Les députés luxembourgeois ont donné leur feu vert au projet de loi créant un comité du risque systémique à l’occasion de la session plénière du 18 mars 2015. Ce projet de loi déposé par le gouvernement en février 2014 a été adopté avec 58 voix, seuls les deux députés du parti déi Lénk ayant affiché leur opposition.

La création de ce comité du risque systémique découle directement des suites de la crise financière qui a ébranlé le monde de la finance en 2008, avec toutes les conséquences qu’elle a eues sur l’économie mondiale, sans épargner le Luxembourg, comme l’a souligné le rapporteur, Eugène Berger (DP).Eugène Berger à la Chambre le 18 mars 2015

Le rapport De La Rosière commandité en 2009 par la Commission européenne avait pointé les lacunes en matière surveillance macro-prudentielle, l’approche exclusivement micro-prudentielle choisie pour la supervision du secteur financier n’ayant pas permis d’avoir la vue d’ensemble qui aurait pu permettre d’identifier les risques systémiques qui existaient, notamment en éclairant les relations d’interdépendance entre les institutions bancaires.

La création d’un Comité européen du risque systémique (CERS) a suivi de peu ces recommandations.

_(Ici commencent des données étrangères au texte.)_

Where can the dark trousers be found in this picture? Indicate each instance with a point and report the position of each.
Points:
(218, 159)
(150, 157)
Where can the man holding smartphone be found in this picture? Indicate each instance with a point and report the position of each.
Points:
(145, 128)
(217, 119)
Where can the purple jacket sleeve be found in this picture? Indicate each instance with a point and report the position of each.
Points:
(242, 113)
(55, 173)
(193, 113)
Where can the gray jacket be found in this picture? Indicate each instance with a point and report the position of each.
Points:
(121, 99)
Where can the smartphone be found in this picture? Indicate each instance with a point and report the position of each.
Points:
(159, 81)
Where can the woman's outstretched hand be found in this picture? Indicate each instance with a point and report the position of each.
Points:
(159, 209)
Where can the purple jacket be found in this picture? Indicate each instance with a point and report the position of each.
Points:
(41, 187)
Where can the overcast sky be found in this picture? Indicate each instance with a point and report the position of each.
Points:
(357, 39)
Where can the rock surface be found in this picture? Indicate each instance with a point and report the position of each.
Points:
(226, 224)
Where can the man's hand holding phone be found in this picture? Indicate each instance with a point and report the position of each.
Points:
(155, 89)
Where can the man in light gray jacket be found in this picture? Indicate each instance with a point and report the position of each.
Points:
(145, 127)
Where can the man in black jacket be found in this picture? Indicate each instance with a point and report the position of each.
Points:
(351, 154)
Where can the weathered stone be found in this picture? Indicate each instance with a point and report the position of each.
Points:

Et cet organe de surveillance européen a émis en 2011 et 2013 des recommandations invitant chaque Etat membre à mettre en place une autorité nationale chargée de la surveillance macro-prudentielle.

Le comité du risque systémique que le Luxembourg met en place suite à ces recommandations aura pour mission de coordonner la mise en œuvre de la politique macro-prudentielle, laquelle a pour objectif de contribuer au maintien de la stabilité du système financier dans son ensemble, y compris en renforçant la résilience du système financier et en diminuant l’accumulation de risques systémiques, en assurant ainsi une contribution durable du secteur financier à la croissance économique. Son mandat couvre l’ensemble du système financier luxembourgeois. A l’image du CERS, le projet de loi prévoit également des règles de coordination et de coopération dans le domaine du contrôle macroprudentiel.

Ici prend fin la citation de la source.